Your problem boils down to access control.
The first defense I'd propose is to simply deny access to the untrusted users. If they can't get into the database, they can't query the database and get at the sensitive data.
If they must be allowed to access the database server, you can look at either explicitly granting them read permission to the tables they must access to perform their job tasks. Alternatively, you can leave their current permissions alone and simply revoke their ability to query tables or columns within those tables with sensitive data.
The reasons I'd start with this approach is that there is overhead to encryption. There is key management as well as the CPU cost of encrypting/decrypting the data. As I understand it, there's also going to be a performance cost of looking up data as the encrypted data if it's in an index, the encrypted value will be indexed and not the source value. The net result is that 2013-06-11 and 2013-06-12 could have been stored in contiguous disk locations but once they're encrypted they could be on opposite ends of the disk and your simple range query which used to perform well now sucks hind teat.
All of that said, Steve Jones had a good presentation on the Encryption Primer. I used some of that content plus this article on encryption in the DB but not in the cube to get our encryption stuff up and running.
As others have pointed out in the comments and other answers, despite having Encryption as part of its name, TDE, isn't going to protect the data in the database itself. The purpose of TDE is to protect your backups from unauthorized access. It has nothing to do with encrypted packets flowing across the network or automagically creating PCI compliance. It simply ensures that if our offsite backup tapes are lost, stolen or simply snooped, people will not be able to use them without the key.

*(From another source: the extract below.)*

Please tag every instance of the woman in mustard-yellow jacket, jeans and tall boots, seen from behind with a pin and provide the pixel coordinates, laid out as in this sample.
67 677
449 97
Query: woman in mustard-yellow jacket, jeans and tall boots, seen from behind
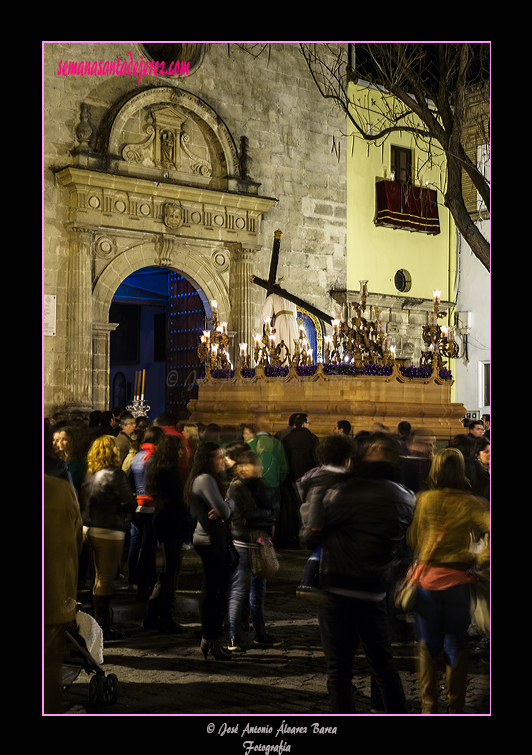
446 516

The other point to access control that I failed to mention is physical access. If the concern is the junior admin accessing data they shouldn't, then in addition to denying them access to the database, don't overlook basics of preventing them from accessing the machine itself---either through remote desktop or physically logging onto the machine. Once they are able to get onto the box, there's nothing preventing them from restarting SQL Server into single user mode and removing your access controls.